Prepare lentils according to package directions. Drain.
Preheat oven to 425 degrees. Lay parchment paper on baking sheet.
Chop onion and mince garlic. Saute with a bit of water (or sesame oil) in a skillet. When onion is translucent, add greens. If skillet is cast iron, add greens after removing from heat. Stir until greens are wilted.
Flavor with favorite curry paste or powder blend. The amount will vary according to ingredients and preference. Taste as you go. I used 3 Tbsp. of red curry paste and then dashed with extra turmeric and cumin. Add a bit of salt if necessary. If desired, use an immersion blender to mash some of the lentils.
Add flax seed and bread crumbs. Stir thoroughly. Mixture will be soft and sticky, but should not feel too wet. If it lacks cohesiveness, add a bit of flour.
Form batter into small balls and lay on the parchment paper on baking sheet. Bake for 20 minutes.
Meanwhile, prepare the dill sauce.
When you prepare lentils, you can add a bay leaf and/or piece of kombu to add flavor, minerals and digestibility.
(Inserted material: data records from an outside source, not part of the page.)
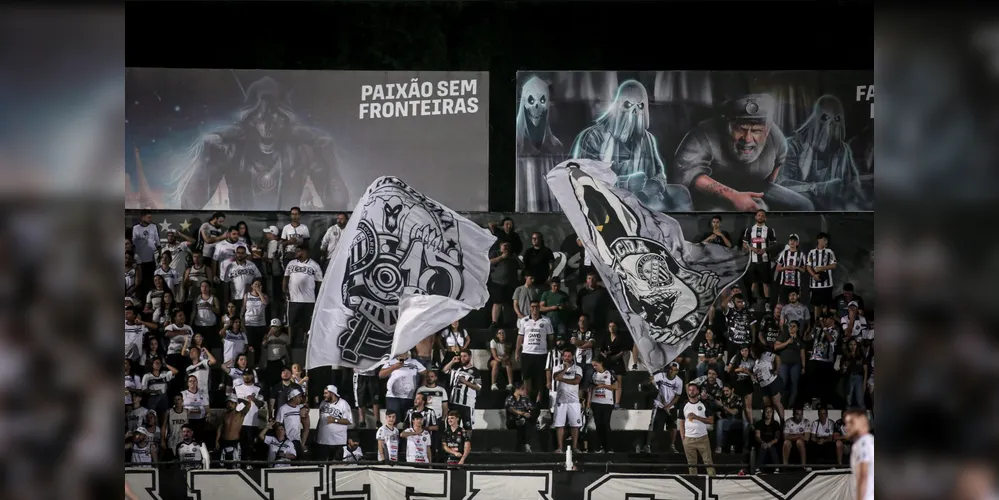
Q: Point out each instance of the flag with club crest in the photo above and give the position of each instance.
(410, 267)
(663, 285)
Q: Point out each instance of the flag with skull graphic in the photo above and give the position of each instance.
(412, 266)
(663, 285)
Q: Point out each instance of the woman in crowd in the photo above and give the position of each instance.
(255, 306)
(163, 313)
(206, 310)
(452, 341)
(605, 395)
(740, 372)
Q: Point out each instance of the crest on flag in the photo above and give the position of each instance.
(663, 285)
(404, 249)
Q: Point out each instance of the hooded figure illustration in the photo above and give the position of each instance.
(620, 137)
(265, 157)
(819, 162)
(538, 150)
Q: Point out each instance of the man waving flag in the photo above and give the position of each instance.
(411, 267)
(662, 284)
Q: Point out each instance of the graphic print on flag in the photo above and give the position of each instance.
(662, 284)
(412, 267)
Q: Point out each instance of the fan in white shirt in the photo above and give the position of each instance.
(858, 429)
(335, 416)
(332, 236)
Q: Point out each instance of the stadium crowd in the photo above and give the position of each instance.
(214, 314)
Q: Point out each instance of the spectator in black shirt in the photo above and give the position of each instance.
(519, 416)
(279, 392)
(507, 234)
(767, 330)
(767, 435)
(842, 301)
(709, 355)
(716, 235)
(538, 259)
(457, 441)
(614, 347)
(504, 276)
(594, 301)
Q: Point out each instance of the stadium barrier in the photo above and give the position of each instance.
(541, 481)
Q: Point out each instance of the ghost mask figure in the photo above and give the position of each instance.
(629, 113)
(826, 125)
(534, 101)
(391, 210)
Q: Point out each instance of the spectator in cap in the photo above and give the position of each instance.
(731, 161)
(295, 417)
(335, 416)
(273, 269)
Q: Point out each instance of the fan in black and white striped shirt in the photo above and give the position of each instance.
(820, 263)
(758, 239)
(790, 264)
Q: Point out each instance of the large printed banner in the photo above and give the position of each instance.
(703, 140)
(404, 483)
(222, 139)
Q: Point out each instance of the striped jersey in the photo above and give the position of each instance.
(821, 257)
(462, 394)
(759, 237)
(790, 277)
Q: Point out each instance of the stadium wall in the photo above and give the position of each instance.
(406, 483)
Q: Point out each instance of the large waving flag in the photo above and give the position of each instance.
(663, 285)
(411, 267)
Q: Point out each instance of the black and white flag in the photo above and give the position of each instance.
(663, 285)
(412, 266)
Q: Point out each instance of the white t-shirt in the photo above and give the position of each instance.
(169, 275)
(863, 451)
(214, 231)
(287, 446)
(256, 312)
(333, 434)
(302, 279)
(233, 344)
(225, 250)
(390, 436)
(176, 343)
(330, 239)
(498, 346)
(696, 428)
(418, 447)
(196, 404)
(859, 325)
(145, 239)
(791, 427)
(568, 393)
(134, 335)
(402, 382)
(535, 333)
(242, 392)
(601, 395)
(764, 369)
(291, 417)
(823, 430)
(240, 276)
(137, 418)
(668, 388)
(302, 231)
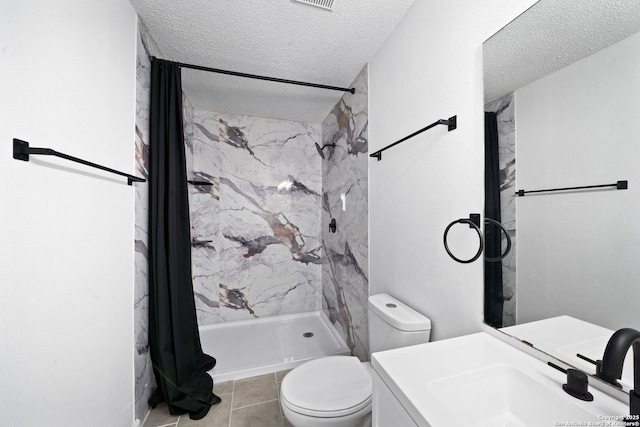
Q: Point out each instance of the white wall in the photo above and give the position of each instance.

Curries vary widely, consisting of varying amounts of cumin, turmeric, coriander and may include ginger, nutmeg and/or cinnamon. They range from sweet, to nutty to 5-alarm spicy. It's really worthwhile to taste-test the options, as the flavor of your lentil fritters depends on it. For this recipe, I used my favorite Thai Kitchen Red Curry Paste, which is more spicy than sweet.